Hegra, come una capsula del tempo
Un viaggio archeologico Perla della civiltà preislamica dell’Arabia Saudita, solo di recente il sito è stato aperto al turismo: la raffinatezza austera delle tombe e la copiosità epigrafica attirò, nel 1907, gli archeologi domenicani Jaussen e Savignac...
Un viaggio archeologico Perla della civiltà preislamica dell’Arabia Saudita, solo di recente il sito è stato aperto al turismo: la raffinatezza austera delle tombe e la copiosità epigrafica attirò, nel 1907, gli archeologi domenicani Jaussen e Savignac...
In un’atmosfera sospesa, a circa 25 chilometri da Al-Ula, nel deserto millenario della regione di Medina, nord-ovest dell’Arabia Saudita: qui, intorno al II secolo a.C., i minei fondarono Hegra (citata da Plinio), che fu poi occupata dalla tribù nordarabica dei lihyan (lechieni) e, nel I secolo a.C., dai nabatei, che ne fecero la loro capitale del sud del regno – Petra era quella del nord.

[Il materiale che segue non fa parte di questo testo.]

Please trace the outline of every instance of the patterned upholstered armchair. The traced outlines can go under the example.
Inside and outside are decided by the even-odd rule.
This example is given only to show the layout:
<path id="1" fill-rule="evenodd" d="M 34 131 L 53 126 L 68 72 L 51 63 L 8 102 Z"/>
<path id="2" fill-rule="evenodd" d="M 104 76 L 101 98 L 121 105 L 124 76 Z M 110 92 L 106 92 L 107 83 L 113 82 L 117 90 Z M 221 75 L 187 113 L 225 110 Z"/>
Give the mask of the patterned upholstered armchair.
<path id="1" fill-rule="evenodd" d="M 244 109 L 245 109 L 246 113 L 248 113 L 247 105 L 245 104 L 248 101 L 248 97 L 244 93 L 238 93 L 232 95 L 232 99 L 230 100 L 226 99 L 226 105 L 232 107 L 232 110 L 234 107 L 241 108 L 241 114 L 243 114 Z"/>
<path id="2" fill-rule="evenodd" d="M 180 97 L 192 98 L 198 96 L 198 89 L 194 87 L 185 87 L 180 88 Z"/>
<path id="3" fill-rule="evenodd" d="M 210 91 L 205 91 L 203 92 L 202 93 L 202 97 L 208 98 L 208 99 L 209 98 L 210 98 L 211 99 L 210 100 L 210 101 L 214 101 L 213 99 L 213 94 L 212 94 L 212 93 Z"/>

Come in una capsula del tempo, la natura ha custodito queste importanti tracce delle civiltà preislamiche che, anche per via della vicinanza ai luoghi più sacri dell’Islam (condividendo il destino di altri siti tra cui Dedan), sono rimaste a lungo isolate e inaccessibili, se non ai viaggiatori occidentali più temerari. I nabatei scavarono le loro tombe nell’arenaria scolpendo le decorazioni esterne delle facciate con una raffinatezza austera, frutto di uno stile sincretico che elabora motivi ellenistici con assiri, fenici ed egiziani. Nel sito archeologico si contano 111 tombe monumentali, 94 delle quali presentano facciate scolpite che datano tra il I secolo a.C. e il I d.C., come riporta il website dell’Unesco che nel 2008 ha riconosciuto Hegra Patrimonio dell’Umanità. Solo più recentemente il sito è stato aperto al turismo, sotto la direzione della RCA – Royal Commission for Al-Ula, istituita nel 2017, nell’ambito del piano di riforme Vision 2030, con l’obiettivo di salvaguardare e promuovere le bellezze naturali e culturali di Al-Ula.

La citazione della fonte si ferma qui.